Treasury Secretary Scott Bessent’s remarks on NBC’s “Meet the Press” were particularly puzzling. He referenced that “most Americans in a 401(k) have what’s called a 60/40 account,” without much clarification. He continued by stating these accounts “are down 5 to 6 percent for the year.”
However, most 401(k) holders don’t have a 60/40 portfolio. Bessent’s comments tend to downplay the risks in individuals’ portfolios and the anxiety they might feel, which could adversely affect their retirement plans if they decide to sell in panic.
Let’s break this down a bit more. A 60/40 fund, in the context of workplace retirement accounts, typically means a mutual fund structured with 60 percent in stocks and 40 percent in bonds or other less volatile investments.
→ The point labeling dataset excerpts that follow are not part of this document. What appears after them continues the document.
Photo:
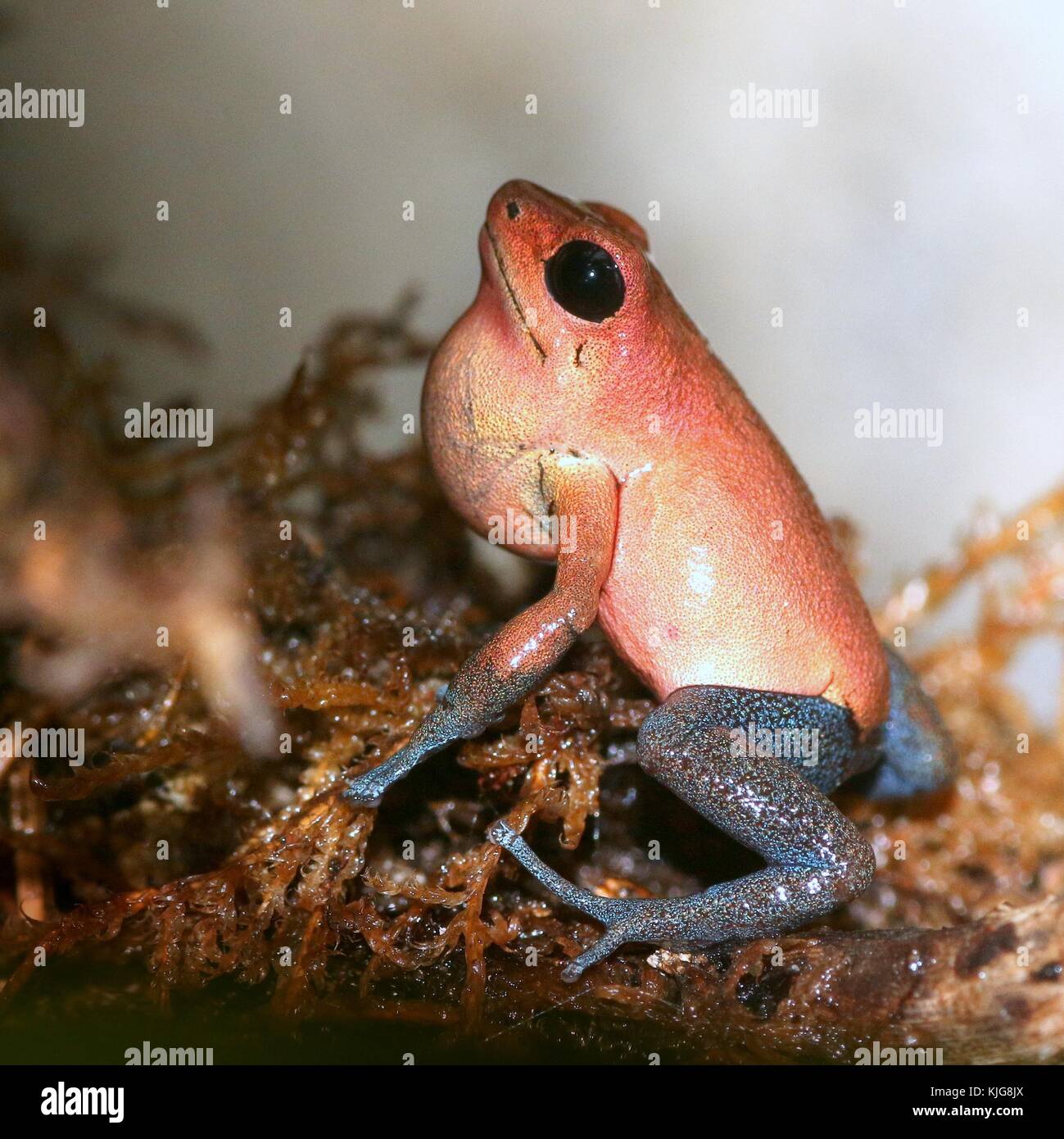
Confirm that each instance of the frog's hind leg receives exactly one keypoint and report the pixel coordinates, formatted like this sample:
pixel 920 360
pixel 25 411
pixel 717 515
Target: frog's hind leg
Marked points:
pixel 915 751
pixel 758 765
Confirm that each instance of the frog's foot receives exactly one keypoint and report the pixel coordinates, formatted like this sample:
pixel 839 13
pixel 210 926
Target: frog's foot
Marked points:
pixel 367 789
pixel 773 805
pixel 601 909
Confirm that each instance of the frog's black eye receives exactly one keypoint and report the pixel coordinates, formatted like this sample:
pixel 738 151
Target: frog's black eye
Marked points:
pixel 584 279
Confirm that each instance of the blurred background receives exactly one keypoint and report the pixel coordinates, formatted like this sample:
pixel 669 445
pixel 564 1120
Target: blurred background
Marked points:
pixel 953 108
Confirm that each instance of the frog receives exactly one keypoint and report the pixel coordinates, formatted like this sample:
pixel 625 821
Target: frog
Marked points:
pixel 577 403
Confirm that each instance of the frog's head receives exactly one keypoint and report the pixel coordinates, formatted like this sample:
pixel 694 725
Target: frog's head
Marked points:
pixel 572 329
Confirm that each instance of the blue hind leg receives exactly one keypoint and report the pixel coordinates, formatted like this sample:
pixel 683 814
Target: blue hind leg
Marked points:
pixel 917 752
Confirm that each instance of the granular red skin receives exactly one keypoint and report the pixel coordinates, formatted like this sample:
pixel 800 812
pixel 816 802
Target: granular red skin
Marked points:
pixel 722 569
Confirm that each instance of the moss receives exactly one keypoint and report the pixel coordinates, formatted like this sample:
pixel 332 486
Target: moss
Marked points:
pixel 295 657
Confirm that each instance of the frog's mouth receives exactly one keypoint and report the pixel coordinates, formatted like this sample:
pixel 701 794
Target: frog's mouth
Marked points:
pixel 517 304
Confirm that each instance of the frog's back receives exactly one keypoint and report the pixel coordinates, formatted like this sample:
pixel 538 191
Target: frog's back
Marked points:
pixel 725 571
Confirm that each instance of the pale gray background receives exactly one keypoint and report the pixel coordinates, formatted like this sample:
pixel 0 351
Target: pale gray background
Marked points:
pixel 917 102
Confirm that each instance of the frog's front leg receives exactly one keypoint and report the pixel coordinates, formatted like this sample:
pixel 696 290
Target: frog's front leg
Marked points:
pixel 700 745
pixel 583 493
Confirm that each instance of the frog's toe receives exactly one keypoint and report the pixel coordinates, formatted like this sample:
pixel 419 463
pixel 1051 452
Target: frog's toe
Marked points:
pixel 365 789
pixel 613 939
pixel 503 835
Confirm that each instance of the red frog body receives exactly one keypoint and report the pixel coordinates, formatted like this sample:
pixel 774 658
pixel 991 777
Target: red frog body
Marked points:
pixel 575 412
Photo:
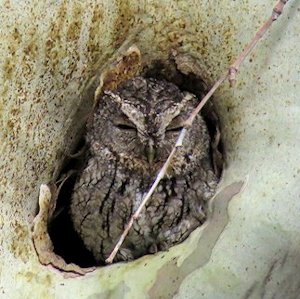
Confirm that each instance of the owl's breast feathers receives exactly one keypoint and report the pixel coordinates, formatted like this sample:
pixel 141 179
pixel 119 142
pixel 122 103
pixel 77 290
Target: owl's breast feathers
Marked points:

These funds often have a target retirement date tailored to when an individual aims to retire.
It’s worth noting that not all of that 60 percent is invested in U.S. stocks, which matters because non-U.S. markets have performed relatively better this year. Bessent is right in saying these funds are faring better than the broader U.S. stock market, which is down about 13 percent.
Still, while many 401(k) investors do choose funds with mixed assets, this isn’t a definitive measure of the nation’s retirement investments. According to data from the Employee Benefit Research Institute and the Investment Company Institute, by the end of 2022, 68 percent of 401(k) participants invested in target-date funds. However, these funds rarely adhere to a 60/40 balance; each has a varied stock allocation. As participants age, the stock percentage typically decreases to reduce risk, meaning younger investors generally hold more than 60 percent in stocks in these funds.
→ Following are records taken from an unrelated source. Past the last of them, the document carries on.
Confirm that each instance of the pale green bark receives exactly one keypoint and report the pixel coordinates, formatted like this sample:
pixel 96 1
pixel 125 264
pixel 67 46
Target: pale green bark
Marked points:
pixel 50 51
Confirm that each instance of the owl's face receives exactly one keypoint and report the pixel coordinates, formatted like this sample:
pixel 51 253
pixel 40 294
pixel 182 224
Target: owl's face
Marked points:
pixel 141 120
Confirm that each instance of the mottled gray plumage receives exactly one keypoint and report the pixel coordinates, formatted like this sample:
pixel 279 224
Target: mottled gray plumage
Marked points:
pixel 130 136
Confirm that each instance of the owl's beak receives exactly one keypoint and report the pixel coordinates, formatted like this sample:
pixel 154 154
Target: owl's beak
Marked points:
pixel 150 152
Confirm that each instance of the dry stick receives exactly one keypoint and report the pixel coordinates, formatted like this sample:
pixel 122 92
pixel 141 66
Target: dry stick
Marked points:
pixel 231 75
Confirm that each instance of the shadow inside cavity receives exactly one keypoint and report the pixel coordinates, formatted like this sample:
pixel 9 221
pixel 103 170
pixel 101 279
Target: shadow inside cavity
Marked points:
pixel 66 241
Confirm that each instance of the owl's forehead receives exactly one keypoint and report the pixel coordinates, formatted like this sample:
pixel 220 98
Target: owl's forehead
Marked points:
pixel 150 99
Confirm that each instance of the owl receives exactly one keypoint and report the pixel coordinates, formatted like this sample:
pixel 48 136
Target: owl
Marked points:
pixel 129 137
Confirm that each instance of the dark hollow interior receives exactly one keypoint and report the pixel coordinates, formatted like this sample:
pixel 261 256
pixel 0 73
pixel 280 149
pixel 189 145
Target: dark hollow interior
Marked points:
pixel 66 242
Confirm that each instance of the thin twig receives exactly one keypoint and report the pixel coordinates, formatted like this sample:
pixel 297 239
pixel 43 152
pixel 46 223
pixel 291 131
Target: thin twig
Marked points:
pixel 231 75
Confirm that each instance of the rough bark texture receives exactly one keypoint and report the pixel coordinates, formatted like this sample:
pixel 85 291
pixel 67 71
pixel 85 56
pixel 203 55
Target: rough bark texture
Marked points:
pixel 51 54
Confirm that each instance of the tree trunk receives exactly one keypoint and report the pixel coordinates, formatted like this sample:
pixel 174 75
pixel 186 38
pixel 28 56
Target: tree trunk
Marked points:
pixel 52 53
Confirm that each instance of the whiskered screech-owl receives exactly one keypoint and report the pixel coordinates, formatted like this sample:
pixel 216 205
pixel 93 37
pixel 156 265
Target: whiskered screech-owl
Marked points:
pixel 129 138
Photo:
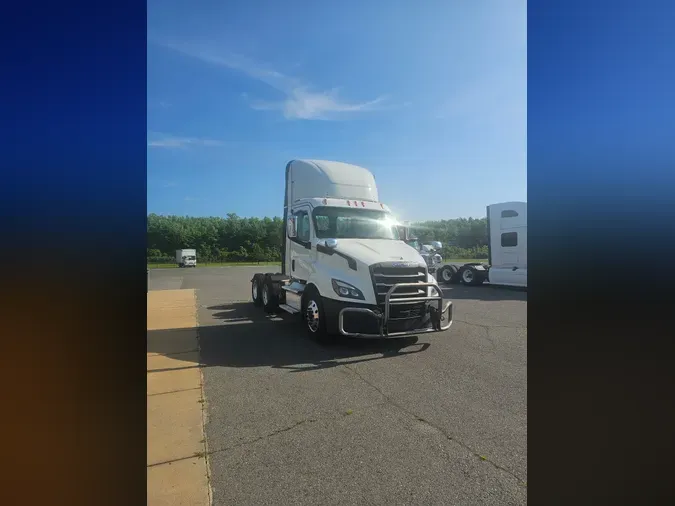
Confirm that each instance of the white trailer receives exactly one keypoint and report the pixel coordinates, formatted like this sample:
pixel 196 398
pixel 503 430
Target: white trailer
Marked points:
pixel 186 258
pixel 345 269
pixel 507 251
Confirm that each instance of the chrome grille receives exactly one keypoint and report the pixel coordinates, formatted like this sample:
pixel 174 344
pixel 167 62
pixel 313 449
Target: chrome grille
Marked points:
pixel 386 275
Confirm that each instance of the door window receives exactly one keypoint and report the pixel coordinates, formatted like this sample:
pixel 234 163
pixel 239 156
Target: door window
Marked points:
pixel 303 225
pixel 509 239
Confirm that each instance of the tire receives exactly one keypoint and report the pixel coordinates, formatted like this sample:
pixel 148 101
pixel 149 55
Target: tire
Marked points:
pixel 469 276
pixel 313 317
pixel 447 274
pixel 270 300
pixel 256 290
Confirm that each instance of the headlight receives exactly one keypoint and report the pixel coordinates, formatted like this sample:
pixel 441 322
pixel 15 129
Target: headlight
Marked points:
pixel 346 290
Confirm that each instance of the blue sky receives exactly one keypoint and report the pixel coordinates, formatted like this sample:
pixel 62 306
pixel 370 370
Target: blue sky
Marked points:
pixel 430 96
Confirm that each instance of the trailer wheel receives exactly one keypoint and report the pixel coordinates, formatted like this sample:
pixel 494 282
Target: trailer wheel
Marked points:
pixel 314 318
pixel 256 290
pixel 470 276
pixel 269 298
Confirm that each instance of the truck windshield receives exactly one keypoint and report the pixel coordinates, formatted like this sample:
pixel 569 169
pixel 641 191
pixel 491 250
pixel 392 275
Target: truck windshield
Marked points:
pixel 345 223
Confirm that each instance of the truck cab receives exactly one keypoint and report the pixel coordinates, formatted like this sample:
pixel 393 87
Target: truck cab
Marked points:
pixel 345 268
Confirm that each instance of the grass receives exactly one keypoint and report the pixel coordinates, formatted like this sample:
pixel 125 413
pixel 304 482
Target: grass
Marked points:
pixel 230 264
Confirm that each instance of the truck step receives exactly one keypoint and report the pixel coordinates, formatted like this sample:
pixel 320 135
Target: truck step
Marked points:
pixel 294 287
pixel 288 309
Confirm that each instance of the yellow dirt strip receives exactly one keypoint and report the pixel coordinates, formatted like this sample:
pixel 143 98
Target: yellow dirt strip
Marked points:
pixel 177 470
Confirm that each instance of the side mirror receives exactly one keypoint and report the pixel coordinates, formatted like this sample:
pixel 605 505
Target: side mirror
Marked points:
pixel 291 227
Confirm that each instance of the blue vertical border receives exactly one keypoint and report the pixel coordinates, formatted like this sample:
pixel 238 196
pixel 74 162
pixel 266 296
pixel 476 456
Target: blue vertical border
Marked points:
pixel 73 207
pixel 601 174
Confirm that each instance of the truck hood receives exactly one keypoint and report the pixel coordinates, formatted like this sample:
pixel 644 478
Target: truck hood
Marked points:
pixel 372 251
The Investment Company Institute notes that by the end of last year, only 41 percent of 401(k) balances were in hybrid funds like target-date ones. Moreover, 71 percent of all 401(k) assets were in stocks by the close of 2022.
The Treasury Department didn’t weigh in on this matter.
Bessent, in his 60s and financially comfortable, might naturally anchor his perspectives in his current life stage. This often happens when discussing personal finance.
While many employers guide workers toward balanced funds, there are those without access to such support. This includes individuals whose employers don’t offer retirement plans or those self-employed. Bessent himself benefits from an exemplary federal employee retirement plan, filled with affordable target-date funds.
Bessent might personally maintain only 60 percent in stocks, but younger investors in their 20s and 30s allocated nearly 90 percent of their 401(k)s to stocks by the end of 2022.
High stock exposure can mean more volatility now, and that could lead to panic selling, especially for those lacking decades of market experience. Such fear-induced selling could lead to missed future gains if they don’t reinvest at the opportune time.
Moreover, significant market drops can deter young individuals from investing early on. Starting late cheats people out of potential long-term portfolio growth.
Despite the current climate, 60/40 funds offer a strategic advantage. My colleague Jeff Sommer frequently highlights the value of a balanced investment approach. This allocation strategy is a solid choice for most people’s retirement funds.
However, Bessent’s framing of these funds as a comforting constant might overlook the anxiety and tangible losses people face during downturns.